California abandonó una demanda que impugnaba la decisión de la administración del presidente Donald Trump de cancelar más de $4 mil millones en subvenciones federales para el proyecto estatal de tren de alta velocidad, dijo el estado el viernes por la noche.
La Autoridad del Tren de Alta Velocidad de California, que presentó la demanda en julio, dijo que la decisión de retirarla refleja la “evaluación del estado de que el gobierno federal no es un socio creíble, constructivo o confiable en el avance del tren de alta velocidad en California”.
La agencia dijo que planea proceder sin fondos federales, y que sólo el 18% de los costos del programa para el proyecto largamente retrasado provendrán de fondos federales.

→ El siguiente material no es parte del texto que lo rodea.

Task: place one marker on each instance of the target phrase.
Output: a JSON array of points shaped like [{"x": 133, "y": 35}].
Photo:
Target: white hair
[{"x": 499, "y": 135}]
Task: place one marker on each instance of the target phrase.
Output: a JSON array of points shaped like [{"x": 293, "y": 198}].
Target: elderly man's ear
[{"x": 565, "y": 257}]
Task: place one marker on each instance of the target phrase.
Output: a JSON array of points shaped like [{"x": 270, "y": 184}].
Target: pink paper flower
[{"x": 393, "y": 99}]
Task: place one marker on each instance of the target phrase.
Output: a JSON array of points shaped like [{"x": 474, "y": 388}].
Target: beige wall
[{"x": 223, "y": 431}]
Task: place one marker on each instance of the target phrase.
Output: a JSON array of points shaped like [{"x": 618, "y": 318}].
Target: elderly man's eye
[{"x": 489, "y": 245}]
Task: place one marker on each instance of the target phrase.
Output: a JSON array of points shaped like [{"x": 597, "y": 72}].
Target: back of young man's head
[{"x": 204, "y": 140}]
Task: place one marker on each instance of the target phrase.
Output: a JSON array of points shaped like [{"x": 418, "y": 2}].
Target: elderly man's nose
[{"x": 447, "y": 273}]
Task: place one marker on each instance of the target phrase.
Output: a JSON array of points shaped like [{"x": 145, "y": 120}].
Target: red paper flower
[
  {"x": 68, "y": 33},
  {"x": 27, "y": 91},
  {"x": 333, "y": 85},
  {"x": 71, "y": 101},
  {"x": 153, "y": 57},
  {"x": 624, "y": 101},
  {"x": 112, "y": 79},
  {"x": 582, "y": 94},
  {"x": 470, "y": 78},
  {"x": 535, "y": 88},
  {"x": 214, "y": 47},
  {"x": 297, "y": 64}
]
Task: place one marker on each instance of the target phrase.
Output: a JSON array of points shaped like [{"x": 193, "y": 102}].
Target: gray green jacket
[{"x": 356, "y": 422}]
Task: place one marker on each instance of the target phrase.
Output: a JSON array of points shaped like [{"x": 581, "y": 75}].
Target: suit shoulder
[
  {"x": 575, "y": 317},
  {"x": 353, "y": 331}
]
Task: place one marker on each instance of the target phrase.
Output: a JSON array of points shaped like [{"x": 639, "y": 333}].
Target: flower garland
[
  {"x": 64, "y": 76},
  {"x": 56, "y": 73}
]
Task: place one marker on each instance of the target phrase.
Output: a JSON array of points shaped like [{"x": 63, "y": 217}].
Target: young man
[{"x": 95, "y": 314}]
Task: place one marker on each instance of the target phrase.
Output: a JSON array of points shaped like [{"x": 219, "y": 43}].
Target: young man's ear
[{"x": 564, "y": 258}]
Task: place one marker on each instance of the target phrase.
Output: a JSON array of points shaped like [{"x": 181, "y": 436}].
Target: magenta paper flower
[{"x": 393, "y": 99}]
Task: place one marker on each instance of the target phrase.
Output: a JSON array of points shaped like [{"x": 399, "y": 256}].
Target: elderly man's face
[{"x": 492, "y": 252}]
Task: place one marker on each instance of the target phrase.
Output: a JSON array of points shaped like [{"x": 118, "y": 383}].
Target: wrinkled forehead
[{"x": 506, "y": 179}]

Un juez rechazó este mes un intento de desestimar la demanda.
La Administración Federal de Ferrocarriles publicó un informe de 315 páginas en junio que encontró que el proyecto estaba plagado de plazos incumplidos, déficits presupuestarios y proyecciones de número de pasajeros cuestionables.
Después de 15 años, el Departamento de Transporte de EE.UU. dijo el sábado que una investigación de la FRA ha demostrado que la autoridad ferroviaria de alta velocidad de California es “incapaz de cumplir sus promesas de trenes de alta velocidad a tiempo o dentro del presupuesto”.
“El dinero de los impuestos estadounidenses se evitará que se desperdicie en este tren y, en cambio, se apoyará en proyectos reales que mejoren las vidas de los pasajeros, los conductores locales y los peatones”, añadió el departamento.
El proyecto se ha visto afectado por retrasos y sobrecostos.
El gobernador de California, Gavin Newsom, un demócrata, dijo en julio que la terminación de la subvención por parte de la administración del presidente republicano Donald Trump era “una vendetta política mezquina, motivada por el odio personal del presidente Trump hacia California y el proyecto del tren de alta velocidad, no por los hechos sobre el terreno”.
El recorte de fondos es el último revés en un esfuerzo de 16 años para conectar Los Ángeles y San Francisco mediante un viaje en tren de tres horas, el servicio de trenes interurbanos más rápido de Estados Unidos.

Originalmente planeado para completarse en 2020 a un costo de $33 mil millones, ahora se pronostica que el proyecto costará entre $89 mil millones y $128 mil millones, y se espera que el servicio comience en 2033.
El sistema ferroviario, cuya primera emisión de bonos fue aprobada por los votantes de California en 2008, ha construido más de 50 estructuras ferroviarias importantes, incluidos puentes, pasos elevados, pasos a desnivel y viaductos, y ha completado casi 80 millas (130 km) de carreteras para el proyecto.
Después de cancelar $4 mil millones en subvenciones federales, el Departamento de Transporte canceló otros $175 millones en agosto para cuatro proyectos que forman parte del programa de tren de alta velocidad.
La agencia de California dijo esta semana que está iniciando el proceso de atraer inversionistas y desarrolladores privados para el verano de 2026. La agencia dijo el viernes que la pérdida de fondos federales no descarrilará el proyecto o la construcción, que según dijo estaba progresando.
“En lugar de seguir gastando tiempo y dinero desafiando la terminación, el estado está avanzando sin ellos”, dijo la agencia, y agregó que la legislación firmada en septiembre aseguraría mil millones de dólares anuales para el programa hasta 2045.
Durante su primer mandato, Trump retiró 929 millones de dólares en subvenciones federales, que fueron impugnadas por el estado, lo que llevó a un acuerdo por parte del presidente demócrata Joe Biden para restablecer la cantidad total en 2021.